Le Maroc s’implique également dans les énergies traditionnelles, les énergies fossiles. Nous avons des investisseurs marocains qui ont préparé des études tout à fait professionnelles et solides et attendent l’autorisation pour pouvoir lancer leurs projets. Tout est déjà en place. Il n’y a pas encore de projets opérationnels, nous espérons vivement que les projets aujourd’hui soumis à l’appréciation des autorités compétentes verront le jour dans les prochaines années.

Mohammed VI lançant les travaux de réalisation de la Centrale Noor Ouarzazate IV

E.T : En matière de production énergétique, le Maroc est cité en exemple, en témoigne la centrale de Ouarzazate, le parc éolien de Tafaryat… Cette expertise peut être déportée dans des pays comme le nôtre ?

SEM A.K : Tout à fait. Il y a trois éléments : l’expertise technique, la dimension institutionnelle et le volet juridique qui, s’ils sont mis en place, feront en sorte qu’il il n’y aura pas de raison que cela ne se matérialise pas.

E.T : Le Maroc a beaucoup d’autres projets en Côte d’Ivoire, dont celui de la réalisation de la Baie de Cocody.

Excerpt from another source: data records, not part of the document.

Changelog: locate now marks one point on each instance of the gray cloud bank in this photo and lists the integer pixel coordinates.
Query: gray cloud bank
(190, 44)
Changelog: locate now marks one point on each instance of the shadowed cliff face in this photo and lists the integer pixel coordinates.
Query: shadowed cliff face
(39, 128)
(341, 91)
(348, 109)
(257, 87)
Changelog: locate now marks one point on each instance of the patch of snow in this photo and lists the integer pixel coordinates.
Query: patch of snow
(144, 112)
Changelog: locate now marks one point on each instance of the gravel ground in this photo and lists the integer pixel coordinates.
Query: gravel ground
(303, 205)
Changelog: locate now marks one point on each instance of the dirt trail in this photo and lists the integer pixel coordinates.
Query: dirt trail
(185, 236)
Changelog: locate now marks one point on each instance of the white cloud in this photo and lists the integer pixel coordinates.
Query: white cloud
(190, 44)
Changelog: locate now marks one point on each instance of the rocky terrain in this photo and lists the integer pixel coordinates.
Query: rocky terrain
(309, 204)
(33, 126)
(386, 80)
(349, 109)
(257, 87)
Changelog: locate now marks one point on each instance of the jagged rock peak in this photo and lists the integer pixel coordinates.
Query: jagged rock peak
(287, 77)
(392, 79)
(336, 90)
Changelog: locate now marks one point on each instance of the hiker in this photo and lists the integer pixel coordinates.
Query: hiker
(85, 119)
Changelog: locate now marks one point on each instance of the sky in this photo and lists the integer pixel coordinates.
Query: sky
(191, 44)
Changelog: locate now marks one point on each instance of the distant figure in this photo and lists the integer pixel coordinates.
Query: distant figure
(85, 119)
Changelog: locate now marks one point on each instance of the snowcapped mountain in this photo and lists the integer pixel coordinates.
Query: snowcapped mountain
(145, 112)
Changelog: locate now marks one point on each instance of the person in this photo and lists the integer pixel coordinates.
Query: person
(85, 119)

A ce sujet quelle est la contribution du Maroc et à quel niveau se trouve l’ouvrage actuellement ?

SEM A.K : Le projet de Cocody a été initié par sa Majesté le Roi, qui a compris l’importance de la Baie de Cocody pour le rayonnement et le développement de la ville d’Abidjan. Les travaux avancent très bien et sont en ligne avec le programme initialement prévu. Le financement est entièrement bouclé. Car, sous l’égide du Maroc nous avons eu des partenaires des pays du Golfe, nous allons lever près de 250 milliards F Cfa pour pouvoir mener ce projet à bien pour le plus grand bénéfice des populations de la Côte d’Ivoire. Nous espérons que le projet sera définitivement terminé dans les deux à trois ans qui viennent. Mais il est bien avancé et la première tranche devrait finir dans les mois à venir.